Mając lat 18 napisał poema żartobliwe: Organy (wyd. 1781 r.) i wiele innych wierszy uszczypliwych: Portrety pięciu Elżbiet bezstronnym pędzlem odmalowane i w dzień ich imienin ofiarowane od przyjaznego osobom ich sługi, polityczno satyryczne: Katarynejda. Obraziwszy niemi osoby wysoko położone, musiał wyjeżdżać z kraju. Z pozostałych rękopisów ocalonych przypadkiem w Krakowie, bo miały iść na tytki do sklepów korzennych, pokazuje się że podróżował po Włoszech, a po téj podróży udał się do Ameryki, zwiedził Martynikę, przypominając sobie w dzienniku kochankę Julia; Hajtę, pisząc daléj dzieje swego serca; skoro stanął w Stanach Ziednoczonych zmienia ton swych pamiętników, budzi jego ciekawość społeczeństwo, historya, charaktery osób, tuż po stoczonych bojach o niepodległość północnéj Ameryki. Charakterystyczne znajdują się spostrzeżenia Węgierskiego w jego pamiętnikach o umysłowém zajęciu się Amerykanów: mówią tylko o religii i polityce, a czytają tylko biblię lub gazety. W d. 20 List. 1783 ukończył swą podróż w Filadelfii, zkąd popłynął do Anglii. W listach pisanych do Wasyngtona jenerala, z Rocky-hill Prince Town 18 Paźd. i do Dickinsona w Bostonie udaje pragnienie stania się ojczyźnie własnej użytecznym i wyznaje że od rozumu odchodzi, gdy pomyśli, jak z trzymilionową ludnością, bez grosza w skarbie, zrzucili Amerykanie jarzmo takiej potęgi jak angielska, a jak znowu Polska dała sobie porwać pięć milionów dusz i ogromny kawał ziemi. W Londynie atoli za powrotem do Europy, znów Węgierski w dawnej skórze, wilk wraca do lasu, żyje w przyjaźni z księciem Walii który zgranego wspiera, wygrywa sam w ciągu roku 5000 funt. szt., prowadzi życie rozpustne, pisze satyrę na księcia Walii po angielsku (po francuzku i angielsku wybornie umiał) i umyka na ląd stały.

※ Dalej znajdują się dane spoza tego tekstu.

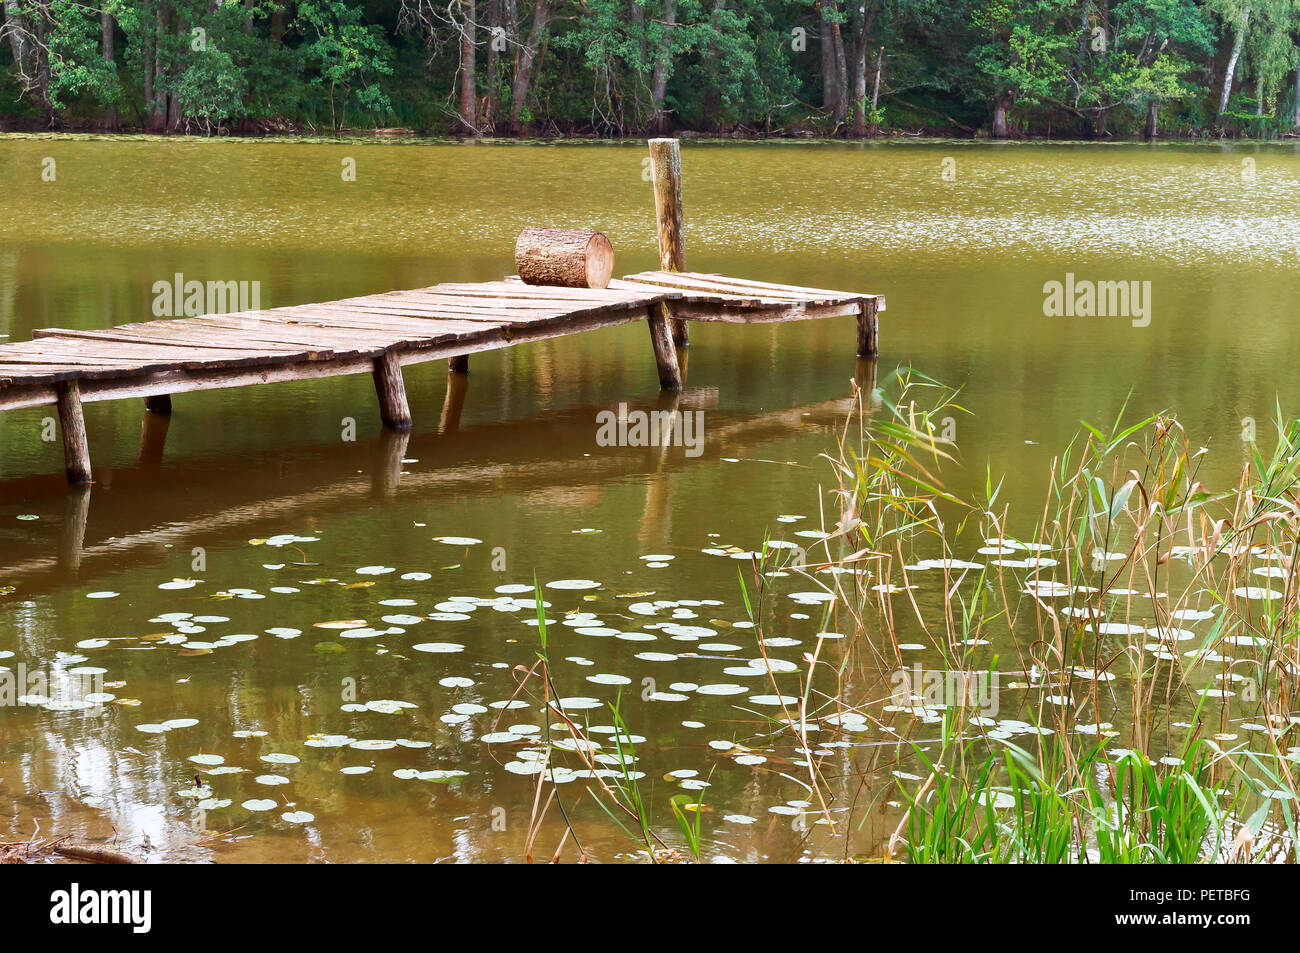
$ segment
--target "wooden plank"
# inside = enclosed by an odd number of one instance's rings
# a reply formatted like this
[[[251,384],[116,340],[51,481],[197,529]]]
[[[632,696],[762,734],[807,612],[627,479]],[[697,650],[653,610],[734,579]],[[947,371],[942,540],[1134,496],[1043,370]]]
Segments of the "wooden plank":
[[[699,282],[701,285],[707,285],[717,288],[720,291],[734,289],[729,293],[745,295],[762,295],[765,297],[799,297],[799,298],[818,298],[834,301],[847,301],[855,298],[873,298],[875,295],[862,294],[853,291],[837,291],[830,288],[810,288],[801,285],[783,285],[770,281],[754,281],[748,278],[731,278],[726,275],[704,274],[701,272],[680,272],[674,273],[669,271],[645,271],[636,275],[628,275],[627,281],[642,281],[647,284],[656,284],[664,280],[673,279],[690,279]]]
[[[623,281],[620,282],[620,284],[626,284],[626,283],[627,283],[627,279],[624,279]],[[682,292],[682,296],[679,300],[693,301],[698,304],[720,304],[725,300],[732,307],[738,307],[738,308],[746,308],[746,307],[769,308],[769,307],[773,307],[774,305],[790,304],[795,301],[807,300],[804,298],[793,298],[793,297],[766,298],[766,297],[754,297],[754,296],[747,296],[747,295],[725,294],[711,287],[706,287],[702,285],[696,285],[695,287],[690,287],[690,285],[691,282],[688,279],[682,279],[678,284],[674,285],[675,290]],[[642,287],[667,287],[667,285],[643,285]]]
[[[415,288],[409,292],[386,292],[387,294],[419,294],[431,293],[439,295],[455,295],[457,297],[539,297],[554,298],[560,297],[566,301],[605,301],[616,302],[625,300],[626,291],[619,291],[615,288],[561,288],[556,285],[528,285],[518,276],[512,276],[504,281],[483,281],[474,284],[457,284],[447,283],[433,285],[429,288]]]
[[[152,323],[152,322],[151,322]],[[180,322],[157,322],[158,324],[179,324]],[[218,343],[218,339],[211,333],[204,334],[202,330],[194,325],[187,325],[184,328],[143,329],[144,326],[131,327],[129,325],[111,328],[107,331],[75,331],[65,330],[63,328],[45,328],[39,332],[33,332],[39,335],[42,341],[93,341],[96,342],[94,350],[88,350],[89,354],[124,354],[127,353],[122,347],[110,348],[106,345],[136,345],[137,347],[147,346],[152,349],[164,349],[154,353],[175,353],[177,355],[188,355],[188,363],[191,364],[224,364],[229,367],[247,366],[250,364],[266,364],[276,362],[290,361],[327,361],[333,357],[333,353],[328,349],[322,351],[304,350],[290,346],[264,345],[261,347],[240,347],[238,343],[227,340],[224,344]],[[132,352],[136,354],[137,352]],[[137,356],[145,356],[146,352],[141,350]]]
[[[868,299],[869,300],[869,299]],[[687,321],[719,324],[767,324],[782,321],[814,321],[820,318],[858,316],[865,305],[859,302],[831,305],[778,305],[767,308],[731,308],[719,305],[674,304],[669,310]]]
[[[323,311],[336,312],[338,314],[369,314],[369,315],[392,315],[400,318],[415,318],[424,320],[456,320],[456,321],[489,321],[497,324],[530,324],[533,321],[545,320],[548,318],[567,317],[573,313],[565,310],[545,310],[545,311],[508,311],[502,308],[420,308],[416,305],[405,305],[402,307],[389,307],[378,304],[348,304],[340,305],[333,302],[316,305]]]
[[[380,313],[351,313],[331,311],[319,305],[304,306],[296,309],[285,321],[288,326],[301,327],[339,327],[360,328],[366,330],[399,331],[416,333],[421,340],[443,341],[457,340],[467,335],[479,334],[491,328],[504,328],[508,322],[496,324],[483,321],[465,321],[460,318],[420,318]]]

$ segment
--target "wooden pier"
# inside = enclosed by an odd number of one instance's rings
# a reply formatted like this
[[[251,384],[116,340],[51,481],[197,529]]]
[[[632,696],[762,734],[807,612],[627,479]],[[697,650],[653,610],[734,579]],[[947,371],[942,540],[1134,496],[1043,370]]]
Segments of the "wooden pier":
[[[369,373],[384,425],[408,430],[408,364],[446,359],[452,373],[463,373],[476,352],[633,321],[647,324],[660,387],[670,391],[682,386],[677,348],[688,343],[692,321],[852,315],[858,355],[876,355],[882,295],[686,271],[676,140],[652,140],[651,156],[659,271],[603,289],[506,278],[97,331],[49,328],[0,345],[0,410],[56,406],[68,480],[82,484],[91,481],[82,405],[92,401],[143,398],[149,412],[165,414],[173,394]]]

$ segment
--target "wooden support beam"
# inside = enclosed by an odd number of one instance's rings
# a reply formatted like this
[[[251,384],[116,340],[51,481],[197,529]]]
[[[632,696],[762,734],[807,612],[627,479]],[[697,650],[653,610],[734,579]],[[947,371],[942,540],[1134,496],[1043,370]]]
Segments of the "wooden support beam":
[[[171,394],[153,394],[144,399],[144,409],[151,414],[170,414],[172,412]]]
[[[402,381],[402,363],[396,351],[385,351],[375,358],[375,393],[379,397],[379,417],[390,430],[411,429],[411,408],[406,402],[406,384]]]
[[[89,483],[90,442],[86,439],[86,418],[81,412],[81,390],[76,381],[64,381],[55,387],[68,482],[74,485]]]
[[[468,374],[469,355],[457,354],[455,357],[447,358],[447,370],[452,374]]]
[[[683,243],[682,149],[676,139],[650,140],[650,170],[655,190],[655,224],[659,231],[659,267],[686,270]],[[687,347],[691,332],[685,321],[673,319],[673,343]]]
[[[668,328],[668,307],[662,303],[650,309],[650,343],[655,350],[655,364],[659,366],[659,386],[664,390],[682,389],[682,369],[677,364],[677,348]]]
[[[858,357],[875,357],[879,353],[879,321],[876,318],[876,299],[867,298],[858,313]]]

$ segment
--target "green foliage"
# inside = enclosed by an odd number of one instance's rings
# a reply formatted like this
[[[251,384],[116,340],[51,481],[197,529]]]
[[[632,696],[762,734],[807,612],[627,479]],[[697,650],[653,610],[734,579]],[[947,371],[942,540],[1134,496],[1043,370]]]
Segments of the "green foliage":
[[[512,116],[525,134],[844,134],[888,132],[891,122],[979,133],[996,106],[1029,135],[1137,135],[1150,118],[1166,134],[1274,136],[1295,114],[1300,0],[475,0],[472,9],[469,0],[5,0],[0,115],[86,126],[110,109],[128,127],[206,133],[393,121],[464,133],[460,115],[488,135],[515,132]],[[462,89],[466,36],[473,82]]]

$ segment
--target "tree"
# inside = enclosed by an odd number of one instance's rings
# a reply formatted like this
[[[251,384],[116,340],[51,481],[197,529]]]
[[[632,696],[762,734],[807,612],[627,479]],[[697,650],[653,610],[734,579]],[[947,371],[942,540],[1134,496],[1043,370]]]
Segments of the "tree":
[[[350,102],[372,114],[391,110],[378,79],[392,73],[392,51],[377,28],[361,23],[360,9],[343,0],[303,0],[297,23],[308,37],[306,61],[318,71],[312,83],[328,91],[332,130],[343,127]]]
[[[1032,105],[1062,91],[1070,42],[1062,30],[1066,0],[976,0],[972,51],[993,101],[993,137],[1005,138],[1016,103]]]

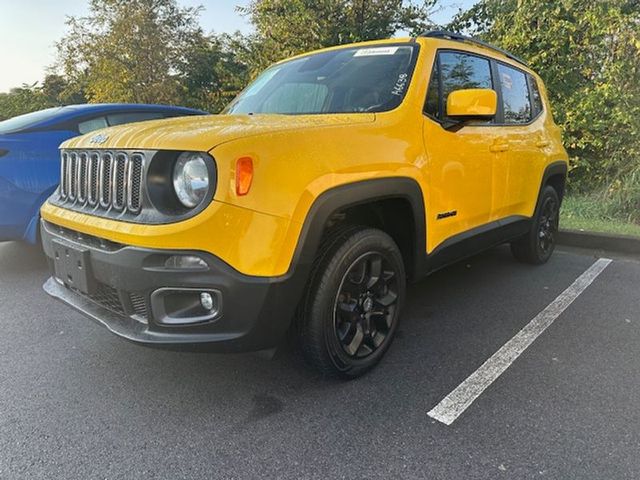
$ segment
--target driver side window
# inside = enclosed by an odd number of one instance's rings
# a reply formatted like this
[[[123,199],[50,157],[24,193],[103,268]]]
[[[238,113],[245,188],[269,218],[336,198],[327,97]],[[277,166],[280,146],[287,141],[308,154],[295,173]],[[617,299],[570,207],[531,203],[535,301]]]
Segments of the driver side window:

Zwiedza wody w Spa,

Akwizgranie, a nakoniec z Awinionu pisze: mój koniec zbliża się, czuję to; zdrowie coraz się pogarsza, muszę więc umie rać, a umierać z własnej winy, niebudząc w nikim łzy żalu, będąc zapomnianym od najbliższych znajomych, nieoddawszy najmniejszej usługi ojczyźnie, ludzkości, krewnym. 5 Stycznia 1787 roku stanął w Marsylii, i umarł tamże 11 Kwietnia 1787 r., gdzie w katedralnym kościele jest pochowany. Jan Sniadecki bawiąc w Londynie, miał w ręku 7 grubych tomów in 4to pism Węgierskiego, i jego testament, ale nic w nich polskiego nie znalazł. Przylgnął Węgierski do zagranicy, gdzie przebywał, a Polska uboga i upokorzona go już nie zajmowała. Pisma jego w wydaniu Mostowskiego bardzo obcięte.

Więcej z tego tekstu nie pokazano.